The Macerich Company is a fully integrated self-managed and self-administered real estate investment trust, which focuses on the acquisition and redevelopment of regional malls and community centers throughout the United States. The Company is the sole general partner and owns an 80% ownership interest in The Macerich Partnership, L.P. Macerich owns interests in 47 regional malls and five community centers totaling over 42 million square feet. Additional information about The Macerich Company can be obtained from the Company's web site at www.macerich.com.
Investor Conference Call
The Company will provide an online Web simulcast and rebroadcast of its second quarter earnings conference call. The call will be available on The Macerich Company's website at www.macerich.com, through Vcall at www.vcall.com, and StreetFusion at www.streetfusion.com. The call begins today, August 10, at 1:30 Pacific Daylight Time. To listen to the call, please go to any of these web sites at least 15 minutes prior to the call in order to register and download audio software if needed. An online replay will be available for 90 days after the call.

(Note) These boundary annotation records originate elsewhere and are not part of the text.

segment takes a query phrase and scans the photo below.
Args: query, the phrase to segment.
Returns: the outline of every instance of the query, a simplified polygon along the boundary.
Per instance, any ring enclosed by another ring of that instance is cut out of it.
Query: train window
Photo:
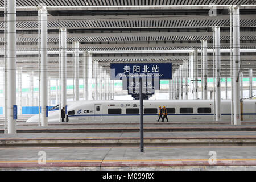
[[[211,113],[212,109],[209,107],[198,108],[197,112],[198,113]]]
[[[133,108],[133,109],[126,109],[126,114],[139,114],[139,109],[138,108]]]
[[[54,106],[53,107],[51,108],[51,109],[49,110],[55,110],[55,109],[59,109],[59,104],[55,106]]]
[[[175,108],[166,108],[168,114],[175,113]]]
[[[108,114],[121,114],[122,109],[109,109],[108,110]]]
[[[144,109],[144,114],[155,114],[158,113],[156,108],[145,108]]]
[[[193,108],[180,108],[180,113],[193,113]]]
[[[74,115],[74,114],[75,114],[75,110],[72,110],[68,113],[68,115]]]

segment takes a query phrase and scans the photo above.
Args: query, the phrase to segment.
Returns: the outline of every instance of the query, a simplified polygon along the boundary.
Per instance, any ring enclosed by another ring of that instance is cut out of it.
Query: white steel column
[[[51,105],[51,79],[48,80],[48,106]]]
[[[249,69],[249,97],[253,97],[253,68]]]
[[[56,79],[56,90],[55,90],[55,105],[57,105],[59,102],[59,90],[58,90],[58,79]]]
[[[198,78],[197,78],[197,64],[198,64],[198,52],[197,50],[193,50],[193,98],[198,98]]]
[[[172,99],[174,99],[174,74],[172,73]]]
[[[40,71],[40,104],[41,126],[48,126],[48,117],[46,117],[47,106],[47,10],[45,6],[39,9],[41,17],[41,71]]]
[[[98,100],[98,62],[94,61],[93,62],[93,77],[94,77],[94,100]]]
[[[22,114],[22,68],[18,69],[18,114]]]
[[[189,56],[188,56],[188,59],[189,59],[189,78],[190,78],[190,89],[189,89],[189,92],[191,92],[191,94],[192,95],[193,95],[193,81],[192,81],[193,79],[194,78],[194,71],[193,71],[193,68],[194,68],[194,65],[193,65],[193,53],[192,52],[190,52],[189,53]]]
[[[188,99],[188,61],[184,61],[184,70],[185,72],[184,76],[185,76],[185,92],[184,92],[184,99],[187,100]]]
[[[216,61],[216,121],[221,120],[221,85],[220,85],[220,28],[215,27],[215,61]]]
[[[5,63],[5,81],[4,81],[4,94],[5,94],[5,106],[3,114],[5,115],[4,121],[4,133],[7,133],[7,0],[4,0],[4,32],[3,32],[3,42],[4,42],[4,63]]]
[[[180,99],[184,99],[183,93],[183,65],[180,66]]]
[[[92,83],[93,83],[93,78],[92,78],[92,54],[90,52],[88,53],[88,59],[87,59],[87,80],[88,84],[87,86],[87,95],[88,95],[88,100],[93,100],[93,90],[92,90]]]
[[[74,100],[79,100],[79,42],[73,42],[74,52]]]
[[[103,100],[106,98],[104,97],[104,74],[103,72],[103,67],[102,66],[100,67],[100,100]]]
[[[240,69],[239,19],[239,7],[238,6],[234,6],[233,7],[234,125],[241,125],[240,85],[239,84]]]
[[[29,105],[34,106],[34,72],[30,74],[30,97]]]
[[[13,106],[16,105],[16,0],[8,1],[7,115],[8,133],[16,133]]]
[[[84,52],[84,100],[88,100],[88,54]]]
[[[201,81],[203,81],[203,99],[207,99],[207,40],[203,40],[203,80]]]
[[[106,87],[107,87],[107,96],[108,96],[108,97],[107,97],[107,98],[106,98],[106,100],[110,100],[110,90],[109,90],[109,82],[110,82],[110,75],[109,75],[110,73],[108,73],[108,72],[107,72],[107,75],[106,75],[106,77],[107,77],[107,85],[106,85]]]
[[[108,86],[107,86],[107,73],[106,73],[106,70],[104,69],[104,100],[108,100]]]
[[[67,105],[67,29],[60,28],[61,68],[60,110]]]
[[[215,27],[212,27],[212,64],[213,64],[213,121],[216,121],[216,71],[215,71]]]
[[[175,71],[175,99],[179,99],[179,89],[178,89],[178,69],[177,69]]]
[[[226,77],[225,77],[225,92],[226,95],[226,99],[228,99],[228,72],[226,69]]]

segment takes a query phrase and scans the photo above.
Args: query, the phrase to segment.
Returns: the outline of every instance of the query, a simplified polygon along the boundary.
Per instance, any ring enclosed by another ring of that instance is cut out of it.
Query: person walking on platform
[[[163,120],[162,121],[162,122],[164,121],[164,118],[166,118],[166,119],[167,119],[167,122],[168,122],[169,121],[168,121],[168,118],[167,118],[167,110],[166,109],[166,106],[163,106],[163,113],[164,117],[163,118]]]
[[[61,109],[61,119],[62,119],[62,122],[65,122],[64,121],[64,119],[65,118],[65,108],[64,107],[62,107]]]
[[[159,117],[158,118],[158,120],[156,120],[156,121],[159,121],[160,118],[162,118],[163,119],[163,109],[161,108],[161,106],[159,106],[159,114],[158,114],[159,115]]]

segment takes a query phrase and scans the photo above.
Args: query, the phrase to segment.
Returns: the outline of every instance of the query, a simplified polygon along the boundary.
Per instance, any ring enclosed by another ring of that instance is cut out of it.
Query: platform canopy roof
[[[72,42],[109,69],[113,62],[172,62],[174,70],[188,60],[189,52],[208,40],[208,74],[212,76],[212,31],[221,27],[221,74],[230,75],[230,15],[240,5],[241,70],[256,68],[256,1],[218,0],[16,0],[17,61],[23,72],[38,66],[39,3],[48,10],[48,73],[59,76],[59,30],[67,28],[68,71],[72,70]],[[0,61],[3,63],[3,1],[0,1]],[[216,11],[216,16],[213,13]],[[169,52],[168,52],[169,51]],[[199,69],[201,69],[200,51]],[[2,56],[1,56],[2,55]],[[255,69],[256,72],[256,69]],[[200,76],[201,71],[199,72]],[[82,72],[80,72],[82,75]],[[72,77],[72,73],[68,73]]]

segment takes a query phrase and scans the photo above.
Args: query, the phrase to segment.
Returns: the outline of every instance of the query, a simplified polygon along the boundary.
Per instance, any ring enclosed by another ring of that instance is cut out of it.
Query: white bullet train
[[[159,106],[165,106],[171,121],[213,121],[213,100],[144,100],[144,121],[155,122]],[[256,119],[256,100],[244,100],[241,104],[241,120]],[[222,121],[230,119],[230,101],[221,100]],[[68,102],[69,122],[139,121],[139,100],[78,101]],[[38,122],[39,114],[27,122]],[[59,122],[59,105],[48,113],[49,122]]]

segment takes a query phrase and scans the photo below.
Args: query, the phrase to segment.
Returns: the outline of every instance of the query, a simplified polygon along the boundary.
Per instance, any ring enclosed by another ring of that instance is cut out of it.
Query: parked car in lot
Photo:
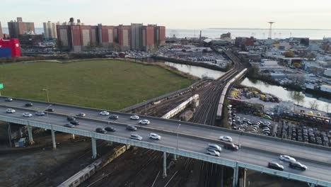
[[[43,111],[37,111],[35,112],[35,115],[39,115],[39,116],[42,116],[42,115],[45,115],[45,113]]]
[[[16,110],[12,108],[8,108],[7,110],[6,110],[6,112],[8,113],[14,113],[16,112]]]
[[[101,133],[101,134],[107,133],[107,131],[105,130],[104,130],[103,128],[96,128],[95,132],[98,132],[98,133]]]
[[[207,149],[206,154],[214,157],[219,157],[219,155],[221,154],[219,152],[217,152],[215,149],[210,148]]]
[[[215,151],[219,152],[222,151],[222,148],[221,148],[221,147],[219,147],[218,144],[208,144],[208,148],[214,149]]]
[[[131,119],[131,120],[137,120],[139,119],[139,115],[131,115],[131,116],[130,116],[130,119]]]
[[[77,114],[77,116],[85,117],[85,116],[86,116],[86,114],[85,114],[84,113],[80,113]]]
[[[32,103],[25,103],[25,106],[27,106],[27,107],[31,107],[33,106],[33,104]]]
[[[31,113],[23,113],[23,116],[24,117],[26,117],[26,118],[31,118],[32,117],[32,114]]]
[[[224,149],[230,149],[230,150],[233,150],[233,151],[238,151],[239,149],[239,147],[234,144],[229,144],[229,143],[227,143],[227,144],[225,144],[224,146],[223,146]]]
[[[139,124],[141,124],[141,125],[149,125],[149,123],[150,122],[148,120],[139,120]]]
[[[279,171],[284,170],[284,166],[276,162],[270,162],[268,163],[268,168],[277,169]]]
[[[117,119],[118,119],[118,115],[110,115],[110,116],[109,116],[108,118],[109,118],[110,120],[116,120]]]
[[[66,123],[64,125],[63,125],[66,128],[75,128],[75,125],[72,125],[72,124],[70,124],[70,123]]]
[[[136,140],[142,140],[142,137],[138,135],[137,134],[131,134],[130,138]]]
[[[72,117],[72,116],[67,116],[66,120],[68,121],[72,121],[72,120],[76,120],[76,118],[74,117]]]
[[[156,133],[149,134],[149,137],[153,140],[161,140],[161,138],[159,135],[156,134]]]
[[[101,112],[100,112],[99,114],[101,115],[108,115],[109,113],[108,111],[101,111]]]
[[[279,159],[284,162],[296,162],[296,159],[291,157],[289,155],[281,154],[279,156]]]
[[[229,136],[220,136],[219,140],[224,141],[224,142],[232,142],[232,137]]]
[[[107,127],[105,128],[105,130],[109,131],[109,132],[115,132],[116,129],[113,127]]]
[[[6,101],[13,101],[13,98],[6,98],[5,99]]]
[[[290,168],[306,171],[308,167],[298,162],[291,162],[289,164]]]
[[[127,126],[127,130],[131,130],[131,131],[136,131],[137,130],[137,127],[134,125],[129,125]]]

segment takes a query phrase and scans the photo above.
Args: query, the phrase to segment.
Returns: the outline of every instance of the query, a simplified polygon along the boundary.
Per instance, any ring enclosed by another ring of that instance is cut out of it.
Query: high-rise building
[[[4,33],[2,33],[1,22],[0,22],[0,39],[4,38]]]
[[[142,47],[142,23],[131,23],[131,49],[141,50]]]
[[[120,25],[118,26],[118,43],[121,50],[129,50],[131,26]]]
[[[18,35],[35,33],[35,23],[33,22],[23,22],[22,18],[17,18],[17,21],[8,22],[8,29],[11,38],[18,38]]]
[[[57,23],[48,21],[43,23],[44,25],[44,37],[46,39],[57,38]]]

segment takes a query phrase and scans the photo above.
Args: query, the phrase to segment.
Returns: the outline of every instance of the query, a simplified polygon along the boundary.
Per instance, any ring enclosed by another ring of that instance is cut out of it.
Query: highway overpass
[[[119,119],[113,122],[107,116],[99,115],[99,112],[103,110],[60,104],[52,104],[51,108],[54,108],[55,112],[50,113],[48,117],[33,115],[32,118],[24,118],[22,115],[23,113],[30,112],[34,114],[36,110],[45,110],[50,103],[15,98],[13,101],[7,102],[4,101],[4,98],[0,97],[0,120],[52,130],[54,147],[54,132],[64,132],[91,137],[94,157],[96,156],[95,140],[100,139],[233,167],[234,176],[236,176],[234,177],[234,184],[238,181],[238,168],[243,167],[306,181],[311,184],[331,186],[331,149],[328,147],[148,116],[141,118],[149,119],[151,124],[141,125],[138,125],[137,120],[129,120],[132,114],[117,112],[110,112],[119,115]],[[33,103],[33,106],[25,107],[28,102]],[[16,113],[6,113],[6,109],[8,108],[16,110]],[[86,113],[86,118],[79,118],[81,125],[73,129],[63,127],[63,125],[67,123],[66,115],[76,115],[79,113]],[[126,125],[129,124],[138,126],[136,132],[144,137],[142,141],[129,139],[131,132],[125,130]],[[117,131],[105,135],[95,132],[96,128],[108,125],[115,127]],[[30,132],[30,128],[28,129]],[[162,136],[162,140],[156,141],[149,139],[150,132],[158,133]],[[30,135],[32,140],[32,135]],[[238,152],[223,150],[220,157],[206,155],[204,152],[208,143],[223,143],[217,140],[220,135],[231,136],[233,142],[240,144],[241,149]],[[281,163],[285,167],[284,171],[266,168],[268,162],[280,162],[278,157],[279,154],[283,154],[296,158],[308,167],[308,170],[294,170],[289,168],[286,163]]]

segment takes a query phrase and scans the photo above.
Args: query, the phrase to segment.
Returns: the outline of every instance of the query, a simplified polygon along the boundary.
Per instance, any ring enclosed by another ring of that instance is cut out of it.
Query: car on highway
[[[303,165],[298,162],[291,162],[289,164],[289,166],[292,169],[299,169],[302,171],[306,171],[308,169],[308,167],[306,165]]]
[[[150,122],[148,120],[139,120],[139,124],[141,124],[141,125],[149,125],[149,123]]]
[[[232,142],[232,137],[229,136],[220,136],[219,140],[224,141],[224,142]]]
[[[46,110],[45,110],[46,112],[52,112],[54,113],[55,110],[53,108],[48,108]]]
[[[32,103],[25,103],[25,106],[26,106],[26,107],[31,107],[31,106],[33,106],[33,104]]]
[[[109,131],[109,132],[115,132],[116,129],[113,127],[107,127],[105,128],[105,130]]]
[[[101,134],[107,133],[107,131],[105,130],[104,130],[103,128],[96,128],[95,132],[98,132],[98,133],[101,133]]]
[[[225,144],[223,147],[224,147],[224,149],[229,149],[229,150],[233,150],[233,151],[238,151],[239,149],[239,147],[238,147],[238,145],[231,144],[231,143]]]
[[[130,138],[136,140],[142,140],[142,137],[138,135],[137,134],[131,134]]]
[[[131,115],[131,116],[130,116],[130,119],[131,119],[131,120],[137,120],[139,119],[139,115]]]
[[[210,149],[210,148],[207,149],[206,154],[208,154],[208,155],[211,155],[211,156],[214,156],[214,157],[219,157],[219,155],[221,154],[219,153],[219,152],[217,152],[215,149]]]
[[[134,125],[129,125],[127,126],[127,130],[131,130],[131,131],[136,131],[137,127]]]
[[[153,140],[161,140],[161,136],[156,133],[151,133],[149,134],[149,137]]]
[[[118,119],[118,115],[110,115],[110,116],[109,116],[108,118],[109,118],[110,120],[116,120],[117,119]]]
[[[66,120],[68,121],[73,121],[73,120],[76,120],[76,118],[73,116],[66,116]]]
[[[32,114],[31,114],[31,113],[23,113],[23,116],[24,116],[24,117],[26,117],[26,118],[31,118],[31,117],[32,117]]]
[[[99,114],[101,115],[108,115],[109,113],[108,111],[101,111],[101,112],[100,112]]]
[[[84,113],[80,113],[77,114],[76,115],[79,116],[79,117],[85,117],[85,116],[86,116],[86,114]]]
[[[13,98],[6,98],[5,99],[6,101],[13,101]]]
[[[45,113],[43,111],[37,111],[37,112],[35,112],[35,115],[39,115],[39,116],[42,116],[42,115],[45,115]]]
[[[284,162],[296,162],[296,159],[291,157],[289,155],[281,154],[279,156],[279,159]]]
[[[216,152],[221,152],[222,151],[222,148],[219,147],[218,144],[208,144],[208,149],[213,149]]]
[[[70,124],[70,123],[66,123],[64,124],[64,125],[63,125],[64,127],[66,127],[66,128],[75,128],[75,125],[72,125],[72,124]]]
[[[6,110],[6,112],[8,113],[14,113],[15,112],[16,112],[16,110],[12,108],[8,108],[7,110]]]
[[[284,170],[284,166],[276,162],[268,162],[268,168],[273,169],[277,169],[279,171],[283,171]]]
[[[77,120],[70,121],[70,123],[71,123],[72,125],[79,125],[79,122],[77,121]]]

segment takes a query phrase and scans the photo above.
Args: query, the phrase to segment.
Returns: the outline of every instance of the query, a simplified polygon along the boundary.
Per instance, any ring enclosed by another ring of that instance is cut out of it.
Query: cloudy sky
[[[158,23],[168,28],[331,29],[330,0],[1,0],[0,21],[64,22],[87,25]]]

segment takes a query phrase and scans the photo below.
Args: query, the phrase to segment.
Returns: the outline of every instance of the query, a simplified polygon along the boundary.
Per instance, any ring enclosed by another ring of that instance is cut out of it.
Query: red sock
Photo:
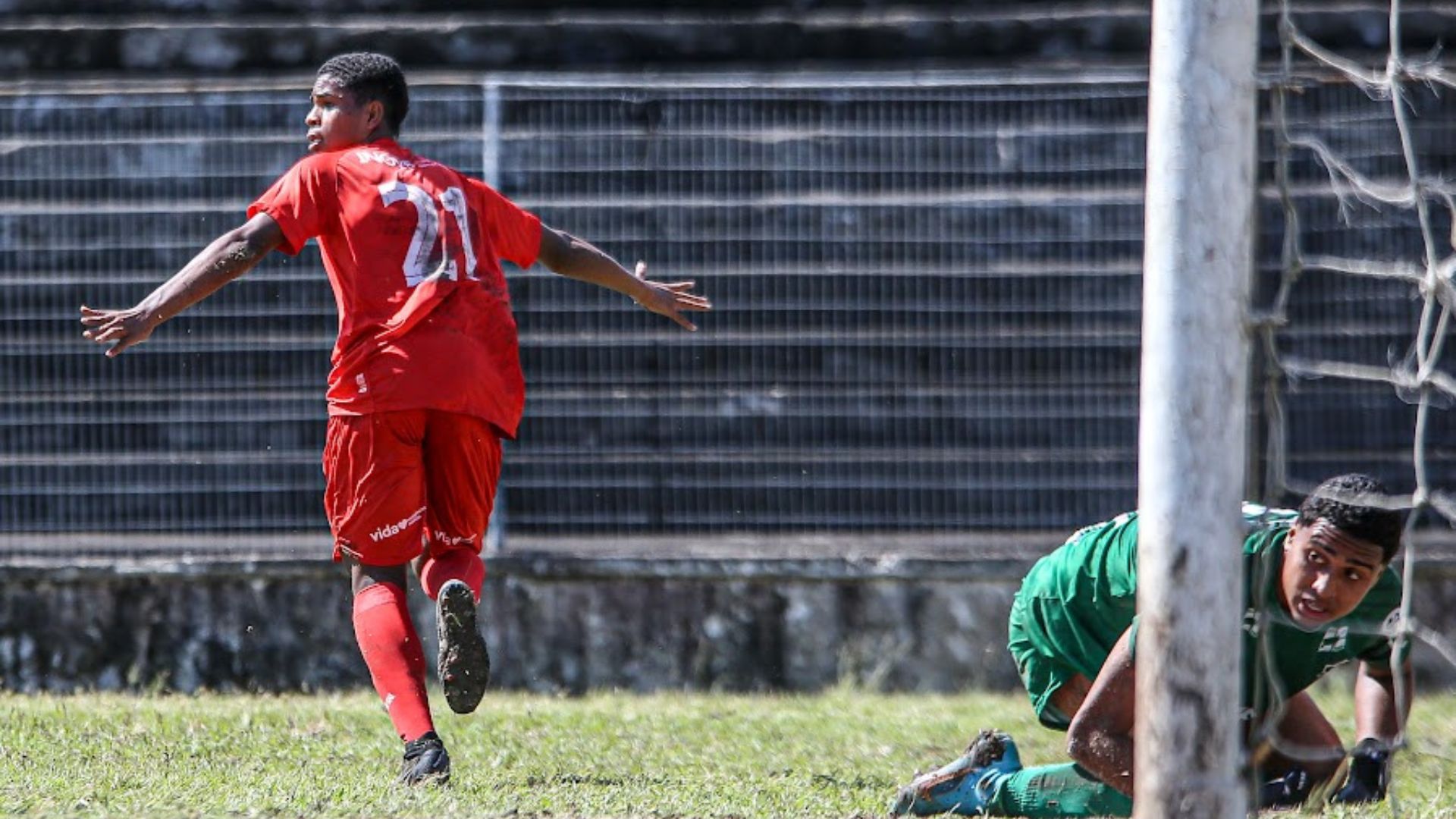
[[[419,587],[434,600],[440,596],[440,587],[450,580],[464,580],[464,584],[475,592],[475,602],[480,602],[480,587],[485,586],[485,564],[480,555],[472,549],[447,549],[443,554],[431,554],[419,565]]]
[[[354,638],[399,737],[411,742],[434,730],[425,698],[425,651],[409,619],[405,590],[376,583],[354,595]]]

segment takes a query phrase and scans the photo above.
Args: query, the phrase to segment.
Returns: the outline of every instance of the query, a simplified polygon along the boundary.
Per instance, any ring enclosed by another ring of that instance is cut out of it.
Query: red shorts
[[[425,544],[479,552],[501,439],[489,421],[443,410],[331,415],[323,477],[336,561],[399,565]]]

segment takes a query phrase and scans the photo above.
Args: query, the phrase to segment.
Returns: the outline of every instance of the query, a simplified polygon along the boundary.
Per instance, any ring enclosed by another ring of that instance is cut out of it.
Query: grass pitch
[[[84,816],[884,816],[916,769],[980,727],[1028,764],[1061,734],[1021,695],[486,695],[437,710],[454,778],[393,784],[400,743],[373,692],[0,694],[0,813]],[[1350,698],[1321,695],[1344,729]],[[1456,816],[1456,694],[1418,700],[1396,816]],[[1326,816],[1392,816],[1392,804]],[[1286,813],[1287,816],[1287,813]]]

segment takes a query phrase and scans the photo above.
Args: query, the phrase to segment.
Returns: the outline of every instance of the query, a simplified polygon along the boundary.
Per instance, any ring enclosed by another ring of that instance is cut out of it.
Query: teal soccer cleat
[[[890,813],[930,816],[961,813],[977,816],[992,797],[996,781],[1021,769],[1016,743],[1002,732],[983,730],[965,753],[949,765],[922,774],[900,788]]]

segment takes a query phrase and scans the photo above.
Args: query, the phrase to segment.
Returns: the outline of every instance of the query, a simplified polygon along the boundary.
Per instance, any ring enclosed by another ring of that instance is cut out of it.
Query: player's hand
[[[98,310],[82,305],[82,325],[86,326],[82,337],[96,344],[111,344],[111,350],[106,350],[108,358],[115,358],[122,350],[150,338],[157,324],[160,322],[156,321],[156,316],[149,315],[141,307]]]
[[[1385,799],[1390,772],[1390,749],[1379,740],[1361,739],[1350,753],[1350,778],[1329,797],[1332,804],[1360,804]]]
[[[696,331],[697,325],[687,321],[683,310],[706,312],[713,309],[705,296],[692,291],[693,281],[649,281],[646,277],[646,262],[638,262],[632,275],[638,277],[638,281],[648,287],[646,293],[636,299],[638,305],[654,313],[667,316],[687,329]]]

Note: This release contains statements that constitute forward-looking statements. Stockholders are cautioned that any such forward-looking statements are not guarantees of future performance and involve risks, uncertainties and other factors that may cause actual results, performance or achievements of the Company to vary materially from those anticipated, expected or projected. Such factors include, among others, general industry economic and business conditions, which will, among other things, affect demand for retail space or retail goods, availability and creditworthiness of current and prospective tenants, lease rates, availability and cost of financing and operating expenses; adverse changes in the real estate markets including, among other things, competition from other companies, retail formats and technology, risks of real estate development and acquisitions, governmental actions and initiatives; and environmental and safety requirements. The reader is directed to the Company's various filings with the Securities and Exchange Commission, for a discussion of such risks and uncertainties.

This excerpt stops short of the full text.